2) Work in the cognac, salt, pepper, and then the parsley. Taste and adjust the seasoning. If more garlic is desired, mince it first so it mixes into the compound butter evenly.
3) Add a small dollop of butter to each section of escargots baking dishes. Set the snails over the butter and finish with more butter. Bake until very hot and bubbly, about 5-10 minutes. * The broiler may be turned on for the last few minutes for extra browning.
4) Serve immediately alongside slices of fresh or lightly toasted French baguette.
*Be sure not to overcook or they will become very tough.
Today is an important day of sorts. A day that I–as well as thousands of foodies and food bloggers–have been awaiting anxiously for weeks now; the release of Julie & Julia featuring Meryl Streep as Julia Child.
It also marks the last day in a series of recipes from Mastering the Art of French Cooking that I have been attempting over the course of the last little while. Until Hélène from La Cuisine d’Hélène suggested a MtAoFC challenge a couple of weeks ago, my copy of Julia Child’s magnum opus sat largely unused on my bookshelf. But later is always better than never, and I’m so glad that I got the nudge to cook from this classic cookbook. I’ve always been the type of person who uses cookbooks as a starting point. I rarely cook a recipe all the way through as printed. With Mastering, however, I decided that it would only be fair to Julia and the challenge to cook the dishes exactly as described.

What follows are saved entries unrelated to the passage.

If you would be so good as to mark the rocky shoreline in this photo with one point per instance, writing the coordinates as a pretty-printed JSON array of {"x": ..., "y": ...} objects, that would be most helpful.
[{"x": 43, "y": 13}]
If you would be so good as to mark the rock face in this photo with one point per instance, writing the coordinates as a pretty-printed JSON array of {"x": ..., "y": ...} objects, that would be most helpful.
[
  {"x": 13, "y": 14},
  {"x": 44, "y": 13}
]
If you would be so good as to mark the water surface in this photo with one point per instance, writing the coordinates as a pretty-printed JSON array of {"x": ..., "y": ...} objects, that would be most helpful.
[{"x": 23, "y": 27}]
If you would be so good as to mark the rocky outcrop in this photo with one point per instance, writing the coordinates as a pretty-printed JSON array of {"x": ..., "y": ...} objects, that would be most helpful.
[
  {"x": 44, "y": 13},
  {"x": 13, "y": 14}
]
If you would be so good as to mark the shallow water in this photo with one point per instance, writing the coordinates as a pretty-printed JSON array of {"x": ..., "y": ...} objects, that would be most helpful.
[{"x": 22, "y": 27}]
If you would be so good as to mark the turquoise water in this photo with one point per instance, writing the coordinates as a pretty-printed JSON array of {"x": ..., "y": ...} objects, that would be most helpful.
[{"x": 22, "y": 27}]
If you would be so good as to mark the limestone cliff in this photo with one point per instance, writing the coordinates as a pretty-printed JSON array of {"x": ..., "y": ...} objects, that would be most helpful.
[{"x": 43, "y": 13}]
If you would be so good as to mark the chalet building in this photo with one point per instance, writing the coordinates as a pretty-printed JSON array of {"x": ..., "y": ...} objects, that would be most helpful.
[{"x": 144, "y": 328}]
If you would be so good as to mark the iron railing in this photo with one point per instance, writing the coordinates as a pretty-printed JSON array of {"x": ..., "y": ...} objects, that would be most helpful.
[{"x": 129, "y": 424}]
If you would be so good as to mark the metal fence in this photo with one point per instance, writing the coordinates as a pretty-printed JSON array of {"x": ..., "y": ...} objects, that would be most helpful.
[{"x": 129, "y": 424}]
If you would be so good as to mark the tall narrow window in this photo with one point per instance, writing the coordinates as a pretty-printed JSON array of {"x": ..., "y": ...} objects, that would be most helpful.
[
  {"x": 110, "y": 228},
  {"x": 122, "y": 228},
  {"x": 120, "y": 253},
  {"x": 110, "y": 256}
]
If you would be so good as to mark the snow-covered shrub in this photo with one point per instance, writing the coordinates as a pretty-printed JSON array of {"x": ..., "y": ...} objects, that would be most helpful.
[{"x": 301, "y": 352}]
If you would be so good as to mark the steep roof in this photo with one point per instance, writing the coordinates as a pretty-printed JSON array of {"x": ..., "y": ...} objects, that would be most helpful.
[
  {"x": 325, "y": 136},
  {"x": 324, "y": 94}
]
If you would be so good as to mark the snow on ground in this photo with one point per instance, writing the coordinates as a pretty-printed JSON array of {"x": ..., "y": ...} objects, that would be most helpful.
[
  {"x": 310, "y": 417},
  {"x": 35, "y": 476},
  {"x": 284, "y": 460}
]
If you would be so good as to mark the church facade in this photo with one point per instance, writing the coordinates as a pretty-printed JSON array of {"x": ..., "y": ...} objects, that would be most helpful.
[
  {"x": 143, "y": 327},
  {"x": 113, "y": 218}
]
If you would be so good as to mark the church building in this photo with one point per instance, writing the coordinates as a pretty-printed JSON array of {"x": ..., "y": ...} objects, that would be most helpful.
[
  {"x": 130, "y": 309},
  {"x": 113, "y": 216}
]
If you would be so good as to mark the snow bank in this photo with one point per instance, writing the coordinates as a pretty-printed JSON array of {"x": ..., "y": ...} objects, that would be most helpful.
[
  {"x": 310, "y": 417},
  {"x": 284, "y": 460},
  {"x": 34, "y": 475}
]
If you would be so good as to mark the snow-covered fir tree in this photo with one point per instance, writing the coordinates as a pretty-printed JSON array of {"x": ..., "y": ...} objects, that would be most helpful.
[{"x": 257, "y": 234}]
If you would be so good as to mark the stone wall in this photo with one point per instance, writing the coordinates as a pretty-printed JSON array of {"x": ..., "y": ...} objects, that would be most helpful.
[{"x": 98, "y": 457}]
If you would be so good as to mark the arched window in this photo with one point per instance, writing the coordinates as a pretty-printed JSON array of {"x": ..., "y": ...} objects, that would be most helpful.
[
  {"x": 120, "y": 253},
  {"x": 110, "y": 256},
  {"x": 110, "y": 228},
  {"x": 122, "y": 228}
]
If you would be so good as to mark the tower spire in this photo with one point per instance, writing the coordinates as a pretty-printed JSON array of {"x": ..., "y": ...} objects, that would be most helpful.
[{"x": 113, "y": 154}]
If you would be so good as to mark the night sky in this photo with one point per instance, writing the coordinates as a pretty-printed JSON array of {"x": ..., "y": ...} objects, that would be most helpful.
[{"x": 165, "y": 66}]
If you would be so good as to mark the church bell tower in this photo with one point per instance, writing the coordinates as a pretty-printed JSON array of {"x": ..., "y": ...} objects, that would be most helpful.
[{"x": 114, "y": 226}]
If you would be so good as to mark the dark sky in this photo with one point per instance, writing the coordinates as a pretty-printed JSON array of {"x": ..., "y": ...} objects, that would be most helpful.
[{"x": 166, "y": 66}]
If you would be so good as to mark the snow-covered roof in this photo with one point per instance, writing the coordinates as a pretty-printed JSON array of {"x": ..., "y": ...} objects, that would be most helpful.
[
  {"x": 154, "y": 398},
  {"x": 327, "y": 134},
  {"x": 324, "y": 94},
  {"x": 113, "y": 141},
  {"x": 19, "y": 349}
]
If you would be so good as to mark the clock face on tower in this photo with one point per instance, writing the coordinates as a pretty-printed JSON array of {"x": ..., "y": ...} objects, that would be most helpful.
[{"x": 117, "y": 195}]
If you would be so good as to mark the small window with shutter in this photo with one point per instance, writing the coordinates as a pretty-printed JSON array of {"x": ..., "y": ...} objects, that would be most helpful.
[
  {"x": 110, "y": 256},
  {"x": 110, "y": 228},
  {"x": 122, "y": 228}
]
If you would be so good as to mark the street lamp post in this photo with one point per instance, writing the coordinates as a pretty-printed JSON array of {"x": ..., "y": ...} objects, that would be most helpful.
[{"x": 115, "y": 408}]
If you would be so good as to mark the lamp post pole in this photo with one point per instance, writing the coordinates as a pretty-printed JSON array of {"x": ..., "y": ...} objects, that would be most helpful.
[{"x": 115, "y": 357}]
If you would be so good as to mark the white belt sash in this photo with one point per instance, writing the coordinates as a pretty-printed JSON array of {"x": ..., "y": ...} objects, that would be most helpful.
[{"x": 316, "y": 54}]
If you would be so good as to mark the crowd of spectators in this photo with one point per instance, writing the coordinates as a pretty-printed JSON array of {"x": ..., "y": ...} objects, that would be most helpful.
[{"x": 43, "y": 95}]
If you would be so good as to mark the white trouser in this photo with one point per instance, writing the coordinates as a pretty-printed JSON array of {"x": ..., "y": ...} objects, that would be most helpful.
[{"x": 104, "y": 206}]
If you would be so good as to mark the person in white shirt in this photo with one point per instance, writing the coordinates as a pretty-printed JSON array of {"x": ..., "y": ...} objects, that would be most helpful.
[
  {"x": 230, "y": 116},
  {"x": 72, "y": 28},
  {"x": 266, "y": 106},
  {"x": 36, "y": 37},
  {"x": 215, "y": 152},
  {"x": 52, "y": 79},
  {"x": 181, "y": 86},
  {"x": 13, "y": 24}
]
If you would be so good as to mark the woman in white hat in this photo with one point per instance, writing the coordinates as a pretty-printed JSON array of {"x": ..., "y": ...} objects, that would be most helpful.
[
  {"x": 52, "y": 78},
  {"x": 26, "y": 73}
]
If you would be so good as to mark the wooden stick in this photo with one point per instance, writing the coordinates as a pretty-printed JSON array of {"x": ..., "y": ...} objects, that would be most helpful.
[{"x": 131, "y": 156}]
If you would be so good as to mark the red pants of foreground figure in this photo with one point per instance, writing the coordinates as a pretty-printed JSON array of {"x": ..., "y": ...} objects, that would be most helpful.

I’m so glad I did. Everything I’ve made has come out much better than expected. I have started out with the simpler dishes but liked them so much that I’ve made some of them twice. Although this is my last MtAoFC challenge, it’s surely not the last time I’m going to cook from Julia Child’s wonderful book.
Soupe à L’oignon Gratinée – French Onion Soup
The key to French Onion soup is the slow cooking of the onions in butter and oil, followed by a long, slow simmering in stock. This helps them to develop the rich flavor this soup is known for.
5 cups thinly sliced yellow onions
3 tablespoons butter
1 tablespoon oil
1 teaspoon salt
1/4 teaspoon sugar
3 tablespoons flour
2 quarts beef stock, boiling
1/2 cup dry white wine
salt and pepper to taste
3 tablespoons cognac
4-6 rounds of hard-toasted French bread
1-2 cups grated Swiss or Parmesan cheese
1) Cook the onions slowly in the butter and oil in a covered saucepan for 15 minutes. Uncover, raise heat to medium and stir in the salt and sugar. The sugar will help the onions to brown. Cook for 30-40 minutes, stirring frequently, until the onions have turned a deep golden brown.
2) Sprinkle in the flour and stir over heat for 3 minutes. Off heat, blend in the stock. Add the wine and season to taste. Simmer partially covered for another 30-40 minutes or more, skimming if needed. Correct seasonings.
3) Just before serving, stir in the cognac. Place rounds of bread in soup bowls or a tureen and pour soup on top. Sprinkle with grated cheese and brown under a hot broiler until golden and bubbly. Serve immediately.
Quiche Lorraine – Cream & Bacon Quiche
3-4 ounces lean bacon
8-inch partially cooked pastry shell
1 1/2 – 2 cups cream
1/2 teaspoon salt
pinch of pepper
pinch of nutmeg
1-2 tablespoons butter cut into pea-sized dots
1) Preheat oven to 375F. Brown bacon in a skillet. Drain on paper towels and press pieces into bottom of pastry shell.
2) Beat the eggs, cream, and seasonings in a mixing bowl until blended. Check seasonings. Pour into pastry shell and distribute butter pieces on top.
3) Set in upper third of preheated oven and bake for 25 to 30 minutes, or until the quiche has puffed and browned. Slide quiche on a hot platter and serve.